Oura this year launched a “Give Us The Finger” campaign that portrayed an aspirational vision of health and vision, instead of leaning into the anxiety around aging shared by many Gen Z and millennial consumers. The new effort has a similar lifestyle focus, but the insights about its target audience were more intuitive than data-driven.
“We're not doing a ton of quantitative research on these things. It's as much about design expression and internal conversations about who we think it's appealing to that gave us confidence in it,” Sweeny said.
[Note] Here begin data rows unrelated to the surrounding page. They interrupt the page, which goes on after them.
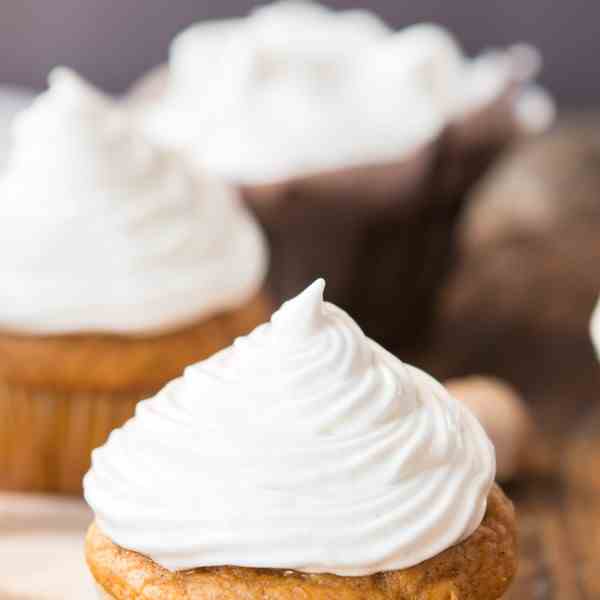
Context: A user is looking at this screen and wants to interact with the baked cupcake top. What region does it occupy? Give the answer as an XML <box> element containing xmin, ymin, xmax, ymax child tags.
<box><xmin>0</xmin><ymin>69</ymin><xmax>266</xmax><ymax>334</ymax></box>
<box><xmin>84</xmin><ymin>280</ymin><xmax>495</xmax><ymax>575</ymax></box>
<box><xmin>142</xmin><ymin>1</ymin><xmax>552</xmax><ymax>183</ymax></box>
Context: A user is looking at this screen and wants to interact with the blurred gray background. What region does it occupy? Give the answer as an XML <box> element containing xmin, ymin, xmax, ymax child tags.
<box><xmin>0</xmin><ymin>0</ymin><xmax>600</xmax><ymax>107</ymax></box>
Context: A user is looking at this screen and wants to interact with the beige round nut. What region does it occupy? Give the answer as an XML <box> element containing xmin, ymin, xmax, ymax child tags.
<box><xmin>446</xmin><ymin>375</ymin><xmax>534</xmax><ymax>481</ymax></box>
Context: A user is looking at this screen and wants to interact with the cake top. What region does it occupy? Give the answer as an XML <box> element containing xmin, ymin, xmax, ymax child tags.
<box><xmin>142</xmin><ymin>1</ymin><xmax>552</xmax><ymax>183</ymax></box>
<box><xmin>84</xmin><ymin>280</ymin><xmax>495</xmax><ymax>575</ymax></box>
<box><xmin>0</xmin><ymin>69</ymin><xmax>266</xmax><ymax>334</ymax></box>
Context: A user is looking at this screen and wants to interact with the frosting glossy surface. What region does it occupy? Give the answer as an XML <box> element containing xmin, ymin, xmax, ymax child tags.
<box><xmin>142</xmin><ymin>1</ymin><xmax>548</xmax><ymax>183</ymax></box>
<box><xmin>84</xmin><ymin>280</ymin><xmax>495</xmax><ymax>575</ymax></box>
<box><xmin>0</xmin><ymin>84</ymin><xmax>35</xmax><ymax>169</ymax></box>
<box><xmin>0</xmin><ymin>69</ymin><xmax>266</xmax><ymax>334</ymax></box>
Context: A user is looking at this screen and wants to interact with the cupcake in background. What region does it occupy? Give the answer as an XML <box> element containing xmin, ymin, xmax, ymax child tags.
<box><xmin>84</xmin><ymin>280</ymin><xmax>518</xmax><ymax>600</ymax></box>
<box><xmin>0</xmin><ymin>84</ymin><xmax>35</xmax><ymax>169</ymax></box>
<box><xmin>129</xmin><ymin>2</ymin><xmax>552</xmax><ymax>351</ymax></box>
<box><xmin>428</xmin><ymin>114</ymin><xmax>600</xmax><ymax>408</ymax></box>
<box><xmin>590</xmin><ymin>301</ymin><xmax>600</xmax><ymax>358</ymax></box>
<box><xmin>0</xmin><ymin>69</ymin><xmax>270</xmax><ymax>491</ymax></box>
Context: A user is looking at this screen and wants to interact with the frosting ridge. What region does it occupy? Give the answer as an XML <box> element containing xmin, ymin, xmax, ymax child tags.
<box><xmin>84</xmin><ymin>280</ymin><xmax>495</xmax><ymax>576</ymax></box>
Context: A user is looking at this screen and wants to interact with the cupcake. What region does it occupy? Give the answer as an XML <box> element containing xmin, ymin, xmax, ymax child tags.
<box><xmin>130</xmin><ymin>2</ymin><xmax>549</xmax><ymax>351</ymax></box>
<box><xmin>84</xmin><ymin>280</ymin><xmax>517</xmax><ymax>600</ymax></box>
<box><xmin>0</xmin><ymin>70</ymin><xmax>270</xmax><ymax>491</ymax></box>
<box><xmin>420</xmin><ymin>114</ymin><xmax>600</xmax><ymax>408</ymax></box>
<box><xmin>0</xmin><ymin>84</ymin><xmax>34</xmax><ymax>168</ymax></box>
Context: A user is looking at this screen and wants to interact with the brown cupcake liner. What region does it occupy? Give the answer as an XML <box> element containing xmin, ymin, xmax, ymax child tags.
<box><xmin>0</xmin><ymin>383</ymin><xmax>144</xmax><ymax>493</ymax></box>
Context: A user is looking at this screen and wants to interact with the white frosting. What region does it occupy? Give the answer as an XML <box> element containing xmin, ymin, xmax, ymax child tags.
<box><xmin>590</xmin><ymin>300</ymin><xmax>600</xmax><ymax>359</ymax></box>
<box><xmin>0</xmin><ymin>84</ymin><xmax>35</xmax><ymax>168</ymax></box>
<box><xmin>84</xmin><ymin>280</ymin><xmax>495</xmax><ymax>575</ymax></box>
<box><xmin>141</xmin><ymin>1</ymin><xmax>552</xmax><ymax>183</ymax></box>
<box><xmin>0</xmin><ymin>69</ymin><xmax>266</xmax><ymax>334</ymax></box>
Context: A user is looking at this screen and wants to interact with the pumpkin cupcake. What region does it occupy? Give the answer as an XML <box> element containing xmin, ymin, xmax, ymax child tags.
<box><xmin>84</xmin><ymin>280</ymin><xmax>517</xmax><ymax>600</ymax></box>
<box><xmin>129</xmin><ymin>2</ymin><xmax>551</xmax><ymax>353</ymax></box>
<box><xmin>0</xmin><ymin>70</ymin><xmax>270</xmax><ymax>491</ymax></box>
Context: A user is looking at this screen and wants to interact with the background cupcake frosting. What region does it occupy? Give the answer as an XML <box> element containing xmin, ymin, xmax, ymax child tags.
<box><xmin>0</xmin><ymin>69</ymin><xmax>267</xmax><ymax>334</ymax></box>
<box><xmin>141</xmin><ymin>1</ymin><xmax>553</xmax><ymax>184</ymax></box>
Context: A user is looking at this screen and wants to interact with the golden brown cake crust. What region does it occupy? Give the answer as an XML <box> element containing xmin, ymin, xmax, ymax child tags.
<box><xmin>0</xmin><ymin>295</ymin><xmax>272</xmax><ymax>392</ymax></box>
<box><xmin>86</xmin><ymin>486</ymin><xmax>517</xmax><ymax>600</ymax></box>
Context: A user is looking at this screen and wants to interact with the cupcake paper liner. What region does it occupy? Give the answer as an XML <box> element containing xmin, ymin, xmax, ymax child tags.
<box><xmin>125</xmin><ymin>58</ymin><xmax>548</xmax><ymax>357</ymax></box>
<box><xmin>0</xmin><ymin>383</ymin><xmax>144</xmax><ymax>493</ymax></box>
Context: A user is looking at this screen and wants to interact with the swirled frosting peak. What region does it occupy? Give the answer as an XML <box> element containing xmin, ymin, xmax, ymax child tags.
<box><xmin>0</xmin><ymin>69</ymin><xmax>266</xmax><ymax>334</ymax></box>
<box><xmin>84</xmin><ymin>281</ymin><xmax>495</xmax><ymax>575</ymax></box>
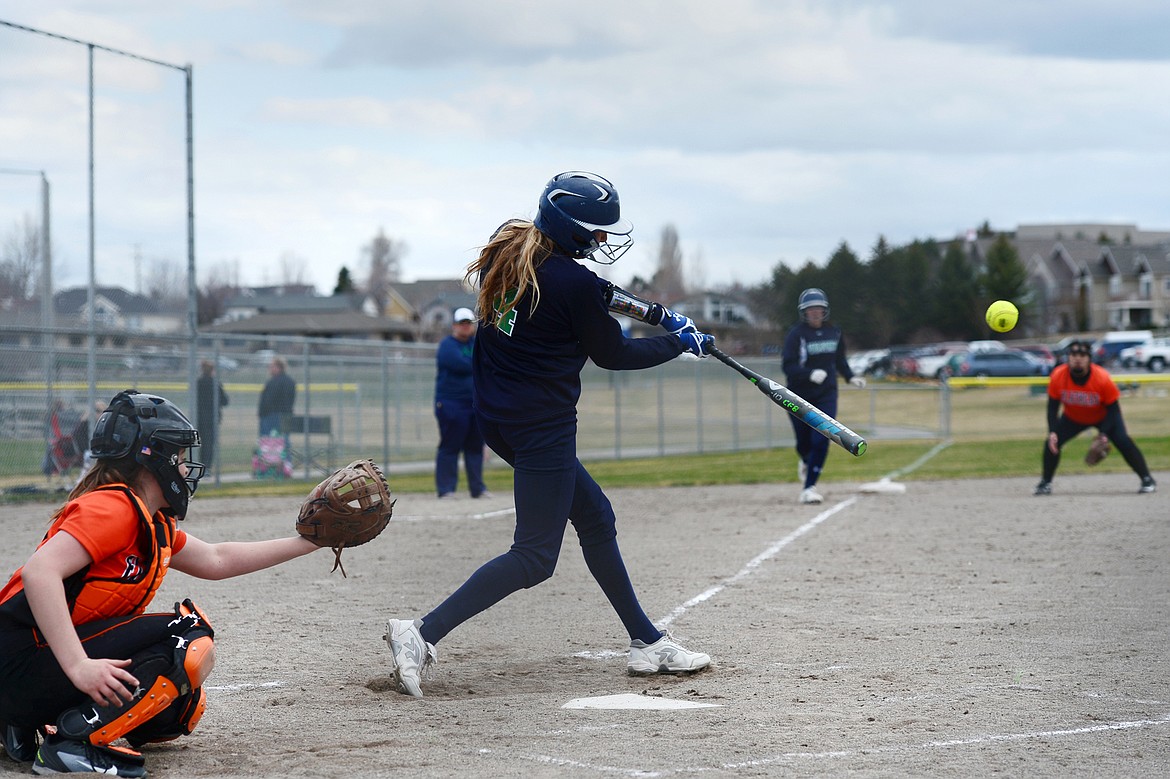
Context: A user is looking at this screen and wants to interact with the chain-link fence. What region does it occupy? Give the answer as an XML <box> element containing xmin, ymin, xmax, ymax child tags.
<box><xmin>0</xmin><ymin>328</ymin><xmax>944</xmax><ymax>488</ymax></box>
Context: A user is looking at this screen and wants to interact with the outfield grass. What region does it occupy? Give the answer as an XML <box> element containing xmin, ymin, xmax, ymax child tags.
<box><xmin>180</xmin><ymin>434</ymin><xmax>1170</xmax><ymax>496</ymax></box>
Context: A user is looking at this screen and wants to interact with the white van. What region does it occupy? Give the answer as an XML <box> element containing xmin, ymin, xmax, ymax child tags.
<box><xmin>966</xmin><ymin>340</ymin><xmax>1007</xmax><ymax>352</ymax></box>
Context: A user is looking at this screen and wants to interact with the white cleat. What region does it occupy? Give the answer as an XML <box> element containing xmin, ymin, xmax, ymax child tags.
<box><xmin>383</xmin><ymin>620</ymin><xmax>439</xmax><ymax>698</ymax></box>
<box><xmin>626</xmin><ymin>633</ymin><xmax>711</xmax><ymax>676</ymax></box>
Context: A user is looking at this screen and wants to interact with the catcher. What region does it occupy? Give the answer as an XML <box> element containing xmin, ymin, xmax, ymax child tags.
<box><xmin>0</xmin><ymin>390</ymin><xmax>390</xmax><ymax>777</ymax></box>
<box><xmin>1035</xmin><ymin>340</ymin><xmax>1157</xmax><ymax>495</ymax></box>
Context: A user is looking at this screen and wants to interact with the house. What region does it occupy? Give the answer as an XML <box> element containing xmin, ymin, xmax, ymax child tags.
<box><xmin>53</xmin><ymin>287</ymin><xmax>187</xmax><ymax>335</ymax></box>
<box><xmin>210</xmin><ymin>285</ymin><xmax>415</xmax><ymax>342</ymax></box>
<box><xmin>393</xmin><ymin>278</ymin><xmax>476</xmax><ymax>342</ymax></box>
<box><xmin>968</xmin><ymin>223</ymin><xmax>1170</xmax><ymax>335</ymax></box>
<box><xmin>670</xmin><ymin>291</ymin><xmax>756</xmax><ymax>329</ymax></box>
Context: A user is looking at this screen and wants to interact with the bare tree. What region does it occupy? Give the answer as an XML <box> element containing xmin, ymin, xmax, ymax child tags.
<box><xmin>0</xmin><ymin>214</ymin><xmax>42</xmax><ymax>301</ymax></box>
<box><xmin>651</xmin><ymin>225</ymin><xmax>687</xmax><ymax>304</ymax></box>
<box><xmin>362</xmin><ymin>228</ymin><xmax>406</xmax><ymax>312</ymax></box>
<box><xmin>145</xmin><ymin>254</ymin><xmax>187</xmax><ymax>305</ymax></box>
<box><xmin>199</xmin><ymin>260</ymin><xmax>240</xmax><ymax>324</ymax></box>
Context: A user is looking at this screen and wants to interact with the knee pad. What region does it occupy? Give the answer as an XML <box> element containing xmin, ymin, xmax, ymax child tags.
<box><xmin>126</xmin><ymin>687</ymin><xmax>207</xmax><ymax>749</ymax></box>
<box><xmin>57</xmin><ymin>600</ymin><xmax>215</xmax><ymax>747</ymax></box>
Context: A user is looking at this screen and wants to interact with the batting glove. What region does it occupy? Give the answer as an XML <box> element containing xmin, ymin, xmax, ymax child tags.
<box><xmin>659</xmin><ymin>309</ymin><xmax>698</xmax><ymax>336</ymax></box>
<box><xmin>675</xmin><ymin>332</ymin><xmax>715</xmax><ymax>357</ymax></box>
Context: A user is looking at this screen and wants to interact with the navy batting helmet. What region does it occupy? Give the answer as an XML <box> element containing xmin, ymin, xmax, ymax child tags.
<box><xmin>534</xmin><ymin>171</ymin><xmax>634</xmax><ymax>264</ymax></box>
<box><xmin>797</xmin><ymin>287</ymin><xmax>828</xmax><ymax>322</ymax></box>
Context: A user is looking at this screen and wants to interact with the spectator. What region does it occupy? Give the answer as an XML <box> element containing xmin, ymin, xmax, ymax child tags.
<box><xmin>259</xmin><ymin>357</ymin><xmax>296</xmax><ymax>436</ymax></box>
<box><xmin>435</xmin><ymin>309</ymin><xmax>490</xmax><ymax>498</ymax></box>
Despite ongoing macroeconomic turmoil, Oura has yet to feel the affect on sales, perhaps because it’s a high-end tech product and still relatively new on the market. The new campaign, which will continue to run in 2026, and partnerships around the globe with key retailers including Target, Best Buy and John Lewis, look to expand the brand’s awareness while delivering a health-based message that is at the core of its value proposition.
“Health is wealth,” Sweeny said. “What people are spending on an Oura ring, and what it's able to to do for them from a health standpoint… people are willing to spend money on that.”